If the world is going to do its best to steer our children away from God, then it is imperative that we as parents provide instruction to prepare for that. It is vital that we lay down the pattern which we would like to see our children follow, that we point them in the direction they should go. This is not going to be easy, and it is not going to be fun and games for all involved. It will involve correction, because children are going to make mistakes, as do we all, and a key part of putting them on the right path is keeping them off of wrong ones.
If your Bible is still turned to Proverbs 22, you can flip back a couple more pages to chapter 19. In verse 18 it says 18 Chasten thy son while there is hope, and let not thy soul spare for his crying. Teach your children now. Discipline them now, while they are young, while there is still time. Don’t wait until some vague, unspecified time in the future. That may be too late. The time for training and instruction is now. Do not be dissuaded because your children are upset. I know my own children do not enjoy being disciplined, they don’t like being put on a timeout, and they certainly don’t like being spanked, but you know what? They also are upset at their own failures, their own shortcomings. They might be more displeased at their actual failures than they are with their punishment. At least sometimes they are.

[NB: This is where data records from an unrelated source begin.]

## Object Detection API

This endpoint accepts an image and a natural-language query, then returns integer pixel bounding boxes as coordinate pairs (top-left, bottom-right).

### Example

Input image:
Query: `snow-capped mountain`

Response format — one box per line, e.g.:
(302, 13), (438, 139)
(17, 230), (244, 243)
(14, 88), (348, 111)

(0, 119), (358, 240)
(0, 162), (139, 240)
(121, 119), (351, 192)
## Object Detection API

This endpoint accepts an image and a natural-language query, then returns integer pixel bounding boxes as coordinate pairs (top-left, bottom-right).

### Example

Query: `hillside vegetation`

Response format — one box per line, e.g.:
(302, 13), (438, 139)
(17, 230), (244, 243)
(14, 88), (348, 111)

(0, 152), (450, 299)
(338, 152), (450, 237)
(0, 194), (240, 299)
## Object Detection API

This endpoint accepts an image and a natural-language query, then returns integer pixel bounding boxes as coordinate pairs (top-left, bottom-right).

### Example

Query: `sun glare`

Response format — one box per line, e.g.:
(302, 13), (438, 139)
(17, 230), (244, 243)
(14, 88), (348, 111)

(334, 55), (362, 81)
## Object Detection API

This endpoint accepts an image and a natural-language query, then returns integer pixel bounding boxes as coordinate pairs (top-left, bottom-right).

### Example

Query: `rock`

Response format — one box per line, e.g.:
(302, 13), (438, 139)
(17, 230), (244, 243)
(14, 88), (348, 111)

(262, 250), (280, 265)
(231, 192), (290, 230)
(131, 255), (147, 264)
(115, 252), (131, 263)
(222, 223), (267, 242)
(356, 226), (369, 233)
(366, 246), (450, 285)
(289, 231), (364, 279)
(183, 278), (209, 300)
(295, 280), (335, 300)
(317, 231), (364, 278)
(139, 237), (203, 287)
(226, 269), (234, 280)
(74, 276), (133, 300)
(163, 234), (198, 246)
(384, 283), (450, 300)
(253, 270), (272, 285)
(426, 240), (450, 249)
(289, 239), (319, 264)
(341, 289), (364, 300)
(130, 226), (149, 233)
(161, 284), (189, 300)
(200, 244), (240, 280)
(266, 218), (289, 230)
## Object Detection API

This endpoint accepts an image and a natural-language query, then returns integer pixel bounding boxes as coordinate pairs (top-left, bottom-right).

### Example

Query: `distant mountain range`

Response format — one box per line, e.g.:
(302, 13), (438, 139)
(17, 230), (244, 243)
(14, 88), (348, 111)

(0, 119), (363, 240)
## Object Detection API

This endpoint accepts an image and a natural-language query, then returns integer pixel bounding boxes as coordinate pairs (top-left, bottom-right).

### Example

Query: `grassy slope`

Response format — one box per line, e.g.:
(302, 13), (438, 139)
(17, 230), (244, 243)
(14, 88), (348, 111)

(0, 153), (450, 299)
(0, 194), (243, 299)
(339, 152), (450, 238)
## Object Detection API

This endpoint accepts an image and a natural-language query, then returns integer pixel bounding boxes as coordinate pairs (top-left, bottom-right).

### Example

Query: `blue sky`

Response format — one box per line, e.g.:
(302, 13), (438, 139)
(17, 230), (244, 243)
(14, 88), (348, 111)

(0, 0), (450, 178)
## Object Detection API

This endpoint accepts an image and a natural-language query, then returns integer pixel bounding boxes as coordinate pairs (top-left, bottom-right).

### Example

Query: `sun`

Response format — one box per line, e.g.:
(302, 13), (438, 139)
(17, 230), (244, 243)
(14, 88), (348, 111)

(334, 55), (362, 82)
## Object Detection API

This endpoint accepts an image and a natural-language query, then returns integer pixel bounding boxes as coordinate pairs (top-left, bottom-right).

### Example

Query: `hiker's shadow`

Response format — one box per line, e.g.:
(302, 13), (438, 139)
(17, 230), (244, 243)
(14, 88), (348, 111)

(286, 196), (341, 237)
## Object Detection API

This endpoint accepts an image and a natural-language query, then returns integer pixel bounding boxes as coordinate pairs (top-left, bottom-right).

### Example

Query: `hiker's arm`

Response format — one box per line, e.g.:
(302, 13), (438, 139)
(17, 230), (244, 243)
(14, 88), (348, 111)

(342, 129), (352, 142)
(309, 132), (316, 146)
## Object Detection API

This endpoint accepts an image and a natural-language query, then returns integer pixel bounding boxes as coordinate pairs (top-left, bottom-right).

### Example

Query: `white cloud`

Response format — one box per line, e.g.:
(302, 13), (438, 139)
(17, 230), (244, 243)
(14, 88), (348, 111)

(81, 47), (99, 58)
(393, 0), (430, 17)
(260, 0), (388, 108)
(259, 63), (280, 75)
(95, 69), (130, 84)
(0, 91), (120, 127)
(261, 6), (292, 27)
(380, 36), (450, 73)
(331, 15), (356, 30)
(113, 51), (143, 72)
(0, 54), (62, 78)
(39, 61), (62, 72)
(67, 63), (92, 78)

That’s encouraging to me, it says that they have learned some things, a lot of things, in fact. It says they know that good choices and good results are to be sought after, and that bad choices bring poor outcomes. Do they still make bad choices? Sometimes they do. Sometimes we all do. But there is the hope that they are on the right path.

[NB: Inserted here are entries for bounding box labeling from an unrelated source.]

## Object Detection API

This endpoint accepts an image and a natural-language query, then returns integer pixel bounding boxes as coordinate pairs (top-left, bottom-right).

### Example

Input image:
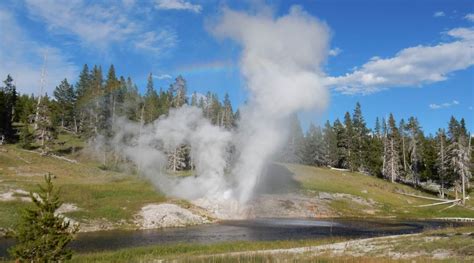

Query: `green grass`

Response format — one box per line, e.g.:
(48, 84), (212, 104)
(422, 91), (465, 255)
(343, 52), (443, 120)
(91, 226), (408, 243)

(0, 141), (166, 227)
(72, 238), (343, 262)
(286, 164), (474, 218)
(72, 226), (474, 262)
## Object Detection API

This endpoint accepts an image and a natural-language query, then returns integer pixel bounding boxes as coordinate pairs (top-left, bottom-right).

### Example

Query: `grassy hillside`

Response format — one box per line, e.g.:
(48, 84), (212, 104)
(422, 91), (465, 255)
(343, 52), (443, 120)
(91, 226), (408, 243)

(0, 135), (474, 229)
(286, 164), (474, 218)
(0, 142), (165, 231)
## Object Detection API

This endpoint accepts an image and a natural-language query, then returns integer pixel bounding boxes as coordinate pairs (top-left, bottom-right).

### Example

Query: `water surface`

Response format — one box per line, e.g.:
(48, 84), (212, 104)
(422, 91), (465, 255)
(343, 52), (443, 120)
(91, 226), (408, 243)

(0, 218), (460, 257)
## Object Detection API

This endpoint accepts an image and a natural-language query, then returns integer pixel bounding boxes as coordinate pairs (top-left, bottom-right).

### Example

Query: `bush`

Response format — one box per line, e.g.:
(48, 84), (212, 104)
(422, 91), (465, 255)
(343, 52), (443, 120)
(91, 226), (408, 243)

(7, 174), (79, 262)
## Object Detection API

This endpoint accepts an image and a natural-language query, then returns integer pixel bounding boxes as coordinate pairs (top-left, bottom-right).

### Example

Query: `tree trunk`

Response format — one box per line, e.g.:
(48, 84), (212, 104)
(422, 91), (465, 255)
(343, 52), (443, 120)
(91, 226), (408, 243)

(402, 137), (407, 172)
(390, 138), (395, 183)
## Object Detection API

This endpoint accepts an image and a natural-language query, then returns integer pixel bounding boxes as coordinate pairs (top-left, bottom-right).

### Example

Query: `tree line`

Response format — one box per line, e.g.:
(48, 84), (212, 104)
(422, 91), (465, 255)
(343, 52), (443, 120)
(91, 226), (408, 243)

(279, 103), (474, 202)
(0, 69), (473, 201)
(0, 64), (238, 150)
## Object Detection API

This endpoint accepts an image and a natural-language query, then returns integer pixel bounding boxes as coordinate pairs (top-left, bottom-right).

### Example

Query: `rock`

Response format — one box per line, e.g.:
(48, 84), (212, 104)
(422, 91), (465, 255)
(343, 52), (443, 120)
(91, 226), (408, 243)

(135, 204), (209, 229)
(0, 189), (31, 202)
(55, 203), (81, 215)
(319, 192), (335, 200)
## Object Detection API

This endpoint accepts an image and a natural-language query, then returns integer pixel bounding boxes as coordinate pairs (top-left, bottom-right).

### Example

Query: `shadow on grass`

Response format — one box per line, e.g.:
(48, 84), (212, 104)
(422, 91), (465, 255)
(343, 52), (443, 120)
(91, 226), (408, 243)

(255, 163), (301, 194)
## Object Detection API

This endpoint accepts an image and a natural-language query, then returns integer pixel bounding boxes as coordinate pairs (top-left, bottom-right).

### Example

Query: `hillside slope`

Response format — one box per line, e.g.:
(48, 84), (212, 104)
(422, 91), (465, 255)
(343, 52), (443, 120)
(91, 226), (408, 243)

(0, 145), (474, 231)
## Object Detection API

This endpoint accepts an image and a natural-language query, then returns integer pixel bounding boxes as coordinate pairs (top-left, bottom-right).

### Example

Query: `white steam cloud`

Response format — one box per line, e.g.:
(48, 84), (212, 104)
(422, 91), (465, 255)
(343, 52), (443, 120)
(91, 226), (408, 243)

(213, 7), (329, 203)
(108, 7), (329, 217)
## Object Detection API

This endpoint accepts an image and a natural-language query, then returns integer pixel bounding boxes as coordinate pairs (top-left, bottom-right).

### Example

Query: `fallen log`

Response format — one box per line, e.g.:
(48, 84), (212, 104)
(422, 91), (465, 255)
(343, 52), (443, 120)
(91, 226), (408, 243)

(22, 149), (78, 164)
(50, 154), (77, 163)
(398, 192), (446, 201)
(439, 203), (458, 212)
(415, 199), (461, 207)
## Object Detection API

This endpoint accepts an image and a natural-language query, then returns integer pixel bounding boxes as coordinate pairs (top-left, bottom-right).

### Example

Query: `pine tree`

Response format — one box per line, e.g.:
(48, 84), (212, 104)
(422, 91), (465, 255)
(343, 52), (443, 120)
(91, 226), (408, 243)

(352, 102), (369, 171)
(123, 77), (143, 121)
(342, 112), (358, 171)
(34, 94), (57, 154)
(144, 73), (160, 123)
(88, 66), (106, 136)
(436, 129), (451, 198)
(18, 123), (34, 149)
(281, 114), (304, 163)
(221, 93), (234, 129)
(303, 123), (327, 166)
(333, 119), (349, 168)
(448, 117), (471, 204)
(53, 79), (76, 130)
(169, 75), (187, 108)
(191, 92), (198, 107)
(7, 174), (79, 262)
(374, 117), (382, 138)
(398, 118), (408, 176)
(168, 145), (186, 172)
(75, 64), (93, 137)
(382, 114), (400, 183)
(323, 121), (337, 166)
(407, 117), (423, 186)
(0, 75), (17, 141)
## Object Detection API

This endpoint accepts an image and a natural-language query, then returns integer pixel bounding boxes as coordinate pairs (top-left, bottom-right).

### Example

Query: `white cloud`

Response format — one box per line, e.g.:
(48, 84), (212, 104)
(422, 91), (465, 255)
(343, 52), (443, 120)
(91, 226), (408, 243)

(328, 47), (342, 57)
(135, 30), (178, 54)
(156, 0), (202, 13)
(464, 13), (474, 22)
(429, 100), (459, 110)
(326, 28), (474, 94)
(26, 0), (177, 53)
(0, 9), (78, 95)
(153, 74), (173, 79)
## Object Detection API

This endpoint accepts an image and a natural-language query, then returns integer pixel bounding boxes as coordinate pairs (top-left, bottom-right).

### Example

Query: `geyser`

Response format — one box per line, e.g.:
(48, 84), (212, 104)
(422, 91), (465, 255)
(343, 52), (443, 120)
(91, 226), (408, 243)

(109, 6), (329, 218)
(212, 6), (329, 203)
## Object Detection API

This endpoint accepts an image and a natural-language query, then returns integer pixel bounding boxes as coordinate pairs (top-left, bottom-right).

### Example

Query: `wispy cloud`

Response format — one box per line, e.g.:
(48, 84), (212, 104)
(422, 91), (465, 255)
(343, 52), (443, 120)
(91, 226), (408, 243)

(328, 47), (342, 57)
(156, 0), (202, 13)
(153, 74), (173, 80)
(429, 100), (459, 110)
(135, 30), (178, 54)
(327, 28), (474, 94)
(464, 13), (474, 22)
(0, 9), (78, 95)
(26, 0), (177, 53)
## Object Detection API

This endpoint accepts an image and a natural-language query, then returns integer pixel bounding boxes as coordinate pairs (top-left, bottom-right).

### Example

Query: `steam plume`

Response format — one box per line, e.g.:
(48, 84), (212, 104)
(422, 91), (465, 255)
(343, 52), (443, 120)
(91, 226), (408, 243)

(213, 6), (329, 203)
(108, 7), (329, 218)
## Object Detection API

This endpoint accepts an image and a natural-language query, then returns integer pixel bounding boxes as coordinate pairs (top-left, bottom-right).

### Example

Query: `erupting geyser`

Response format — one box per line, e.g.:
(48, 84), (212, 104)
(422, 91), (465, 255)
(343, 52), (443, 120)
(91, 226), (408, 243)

(110, 6), (329, 219)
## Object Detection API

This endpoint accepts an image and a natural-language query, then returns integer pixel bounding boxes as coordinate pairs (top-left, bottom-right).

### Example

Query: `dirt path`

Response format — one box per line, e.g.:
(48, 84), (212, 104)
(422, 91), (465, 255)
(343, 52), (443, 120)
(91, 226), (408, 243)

(205, 234), (470, 260)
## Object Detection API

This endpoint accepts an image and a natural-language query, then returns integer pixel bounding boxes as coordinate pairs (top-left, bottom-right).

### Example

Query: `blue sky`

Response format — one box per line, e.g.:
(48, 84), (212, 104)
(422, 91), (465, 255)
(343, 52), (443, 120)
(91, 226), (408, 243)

(0, 0), (474, 133)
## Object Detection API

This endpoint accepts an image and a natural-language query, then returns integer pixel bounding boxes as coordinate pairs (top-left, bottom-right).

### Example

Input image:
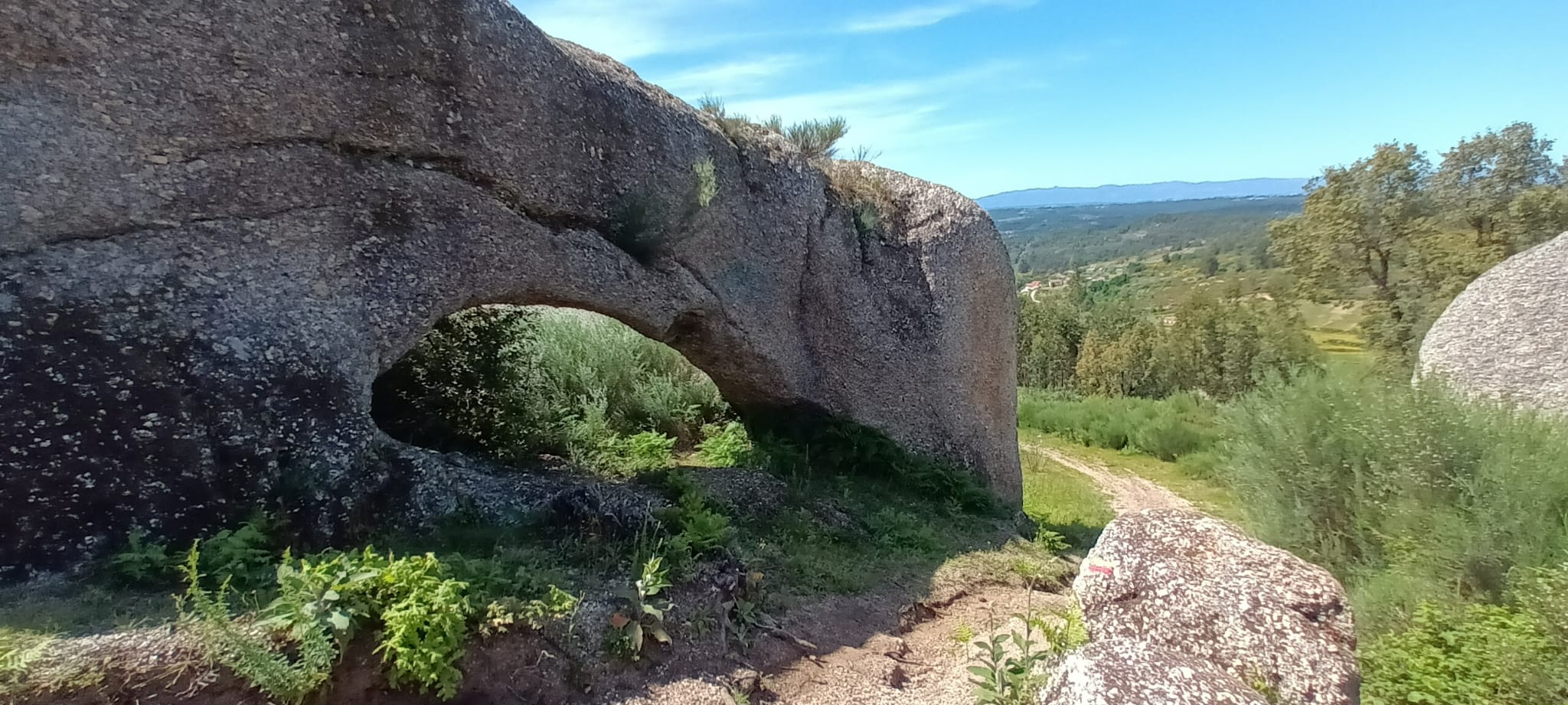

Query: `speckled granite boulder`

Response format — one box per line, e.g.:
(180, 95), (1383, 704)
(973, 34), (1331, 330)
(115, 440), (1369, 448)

(1073, 509), (1361, 705)
(0, 0), (1019, 579)
(1417, 233), (1568, 412)
(1040, 639), (1269, 705)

The verse says to chasten while there is hope. It doesn’t say how long that will be, and frankly, there can always be hope, even a small sliver of it, but like ice cream, long weekends, or bacon, more is better. There is hope now, there may be less tomorrow. More is more, less is less. More is better. There is hope now, there is opportunity now. A child needs correction when errors are made, not hours or days or even years after the fact. Do not delay.
I close with this thought. We’ve talked a lot about correction and discipline, which is a vital aspect in the instruction of a child. That’s not the only aspect, of course. We as parents should be modelling the behaviour and the priorities that we would see in our children. They learn so much from watching what we do, from listening to what we say. Our actions, our way of life, our pattern, establishes the baseline for their pattern. It is so important that we live in the way we want our children to live, or all our words, all our instruction, all our discipline will accomplish little. Kids can see hypocrisy every bit as much as adults do, and maybe moreso. If what we say does not match how we live, then all our correction will be in vain.